The end of cheap food?

In addition to the current economic downturn there are more fundamental issues. Indeed, some critics have concluded our whole retail model is unsustainable. If you’re feeling strong, try the melodramatic opinions in Hungry City: how food shapes our lives (Carolyn Steel 2008) or The End of Food: the coming crisis in the world food industry (Paul Roberts 2008) for a genuinely frightening world vision.

These authors argue that the quantity and quality of food we have come to take for granted in the West can’t last much longer. The paradisal dream of plenty realised daily on supermarket shelves piled high with cheap, colourful, convenient and reliable produce turns out in fact to be more of a nightmare. It not only denies the nature of food itself (‘seasonal,  squashable, bruisable, irregular, unpredictable, in Steel’s words), it is unsustainable as well as dangerously destructive in the long run. It rests on coercive, conformist and monopolistic policies openly dedicated to the suppression of individuality, autonomy and free choice.

We expect to see more of this kind of polemic.

Adapted from Hilary Spurling, The Observer, 8 June 2008.

We may be witnessing a return to old corner-store patterns of behaviour, where the retailer’s first move was to greet shoppers, whom they usually knew well – invariably by name. A resultant shared communal relationship existed between them, which was often very hard to break.

 

Asia in the cockpit

Now we have Asia, responsible for seismic change in the world market. No question this is the cockpit, a place where anyone who wants to figure in global retailing simply has to be. For a period it has been China dominating thinking, and every major player beats its way in and jockeys for early advantage. Carrefour was first and it has fine stores in big Chinese cities, but Wal-Mart, possibly negotiating cleverly with the Chinese authorities, could accelerate its expansion, while Tesco, with its Hymall partnership, and Metro’s cash and carry format are all present. It will be years before the real winners emerge.

If China was an entry challenge, dynamic India shows signs of being much more difficult. With the largest young population in the world - 900 million people under 45 - India is staggeringly attractive. The ‘modern’ retail segment grows at 40% p.a. compared to the overall growth rate of 10%. Recently India has witnessed rapid store transformation by encouraging a whole set of scalable and profitable retail models. Increasing penetration of hypermarkets, supermarkets and even one thousand or more mega speciality stores are expected quickly.

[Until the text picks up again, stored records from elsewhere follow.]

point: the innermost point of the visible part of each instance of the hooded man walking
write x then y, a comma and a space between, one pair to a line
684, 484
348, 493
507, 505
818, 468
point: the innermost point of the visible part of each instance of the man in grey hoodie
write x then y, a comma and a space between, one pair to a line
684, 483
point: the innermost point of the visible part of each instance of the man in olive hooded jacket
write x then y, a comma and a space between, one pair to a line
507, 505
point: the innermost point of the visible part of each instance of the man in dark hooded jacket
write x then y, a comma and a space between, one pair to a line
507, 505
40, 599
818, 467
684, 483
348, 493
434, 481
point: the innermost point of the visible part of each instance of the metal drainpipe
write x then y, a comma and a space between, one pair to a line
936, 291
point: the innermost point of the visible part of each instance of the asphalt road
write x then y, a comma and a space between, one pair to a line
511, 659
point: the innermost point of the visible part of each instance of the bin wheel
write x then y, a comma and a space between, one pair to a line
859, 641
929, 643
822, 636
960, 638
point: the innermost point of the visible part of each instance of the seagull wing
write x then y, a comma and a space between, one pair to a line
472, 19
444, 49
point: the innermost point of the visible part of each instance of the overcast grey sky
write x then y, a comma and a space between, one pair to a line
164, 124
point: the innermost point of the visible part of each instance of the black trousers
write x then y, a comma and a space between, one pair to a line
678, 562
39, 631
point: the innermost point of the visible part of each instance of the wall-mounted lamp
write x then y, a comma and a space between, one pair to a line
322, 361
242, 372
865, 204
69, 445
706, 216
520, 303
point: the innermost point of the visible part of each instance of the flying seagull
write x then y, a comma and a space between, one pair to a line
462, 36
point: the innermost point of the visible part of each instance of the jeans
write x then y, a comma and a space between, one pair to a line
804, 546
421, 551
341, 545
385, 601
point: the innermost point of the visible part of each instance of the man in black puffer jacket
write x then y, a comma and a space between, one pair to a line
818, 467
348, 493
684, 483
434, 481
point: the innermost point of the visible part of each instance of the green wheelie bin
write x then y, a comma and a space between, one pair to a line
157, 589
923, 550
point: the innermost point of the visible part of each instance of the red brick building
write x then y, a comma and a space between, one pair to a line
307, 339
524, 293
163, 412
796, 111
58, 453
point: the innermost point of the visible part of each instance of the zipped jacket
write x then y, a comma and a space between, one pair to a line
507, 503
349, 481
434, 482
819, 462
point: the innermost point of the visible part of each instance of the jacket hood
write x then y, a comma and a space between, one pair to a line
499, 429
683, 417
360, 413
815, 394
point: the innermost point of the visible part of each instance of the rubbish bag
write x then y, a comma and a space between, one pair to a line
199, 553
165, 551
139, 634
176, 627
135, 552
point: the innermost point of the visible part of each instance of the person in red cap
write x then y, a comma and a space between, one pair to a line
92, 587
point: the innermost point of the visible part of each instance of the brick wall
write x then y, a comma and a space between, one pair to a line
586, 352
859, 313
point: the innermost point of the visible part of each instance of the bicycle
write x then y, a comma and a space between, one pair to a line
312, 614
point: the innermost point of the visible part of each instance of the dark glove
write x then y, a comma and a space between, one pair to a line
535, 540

There are several well-funded Indian retailers (Reliance, Godrej, ITC, Birla), and aspiring international competitors will have to strike partner relationships with local Indian companies - as Wal-Mart achieved and Tesco desperately covets. Their urgency is understandable. While the West reels under recession and collapsing spending, supply exceeds demand. India confronts inflation and industry, and retailers can’t provide what consumers want. This change is as significant as the arrival of the postwar European supermarkets and it should have comparable societal effects. However it’s worth noting that, true to form, the Indian government sets out to make it inherently difficult for foreign investors to enter - the process won’t be easy.